Um die Vermutung zu bestätigen, verbrachten die Forscher über drei Jahre hinweg viel Zeit in einem Forschungsflugzeug, mit dem sie immer wieder über die Stelle flogen und Messungen mit dem Eisradar und verschiedenen Sensoren durchführten, die kleinste Veränderungen der Erdanziehungskraft und des Magnetfeldes registrieren können.
«Dieser See enthält wahrscheinlich Aufzeichnungen über die gesamte Geschichte des Ostantarktischen Eisschildes, seine Entstehung vor mehr als 34 Millionen Jahren sowie sein Wachstum und seine Entwicklung über die verschiedenen Gletscherzyklen hinweg», sagte der Polarexperte Don Blankenship, einer der Autoren der Studie und leitender Wissenschaftler am Institut für Geophysik der University of Texas in Austin (UTIG). «Unsere Beobachtungen deuten auch darauf hin, dass sich das Eisschild vor etwa 10.000 Jahren erheblich verändert hat, wobei wir nicht wissen, warum.»
Lake Snow Eagle ist etwa 42 Kilometer lang und 15 Kilometer breit, seine Fläche entspricht mit 370 Quadratkilometern der des Gardasees. Seine maximale Tiefe beträgt über 200 Meter. Er liegt nicht allzu weit entfernt von der Küste und die Autoren vermuten daher, dass der See Aufschluss darüber geben könnte, wie das Ostantarktische Eisschild entstand und welche Rolle der Antarktische Zirkumpolarstrom spielt. Informationen über die Geschichte des Eisschilds erhoffen sich die Wissenschaftler von den mehr als 300 Meter dicken Sedimenten auf dem Grund des Sees. Diese könnten Flusssedimente enthalten, die älter sind als das Inlandeis selbst.
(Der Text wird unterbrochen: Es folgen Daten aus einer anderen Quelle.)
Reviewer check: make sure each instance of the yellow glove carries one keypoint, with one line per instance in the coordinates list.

Mithilfe von Radarmessungen lassen sich subglaziale Seen leicht identifizieren, da Wasser im Gegensatz zu Eis die Radarwellen wie ein Spiegel reflektiert. «Ich bin buchstäblich aufgesprungen, als ich zum ersten Mal diese helle Radarreflexion sah», sagt Shuai Yan, Doktorand an der Jackson School of Geosciences der UT Austin und Hauptautor der Studie. In Kombination mit den Schwerkraft- und Magnetfeldmessungen erstellte Yan ein detailliertes Bild des Lake Snow Eagle, der eingebettet ist in einer zerklüfteten Hochlandtopographie.
Nun müssen «nur» noch Proben der Seesedimente durch eine Bohrung entnommen werden, um Wissenslücken über die Vergletscherung der Antarktis schließen zu können. Zudem könnten sie wichtige Informationen über den möglichen Verlust des Eisschilds aufgrund des Klimawandels liefern.
«Dieser See hat über einen sehr langen Zeitraum Sedimente angesammelt, die uns möglicherweise durch die Zeit führen, in der die Antarktis überhaupt kein Eis hatte, bis zu dem Zeitpunkt, an dem sie einfror», sagt Martin Siegert, Glaziologe am Imperial College London und Co-Autor der Studie. «Wir haben keine einzige Aufzeichnung all dieser Ereignisse an einem Ort, aber die Sedimente am Boden dieses Sees könnten ideal sein.»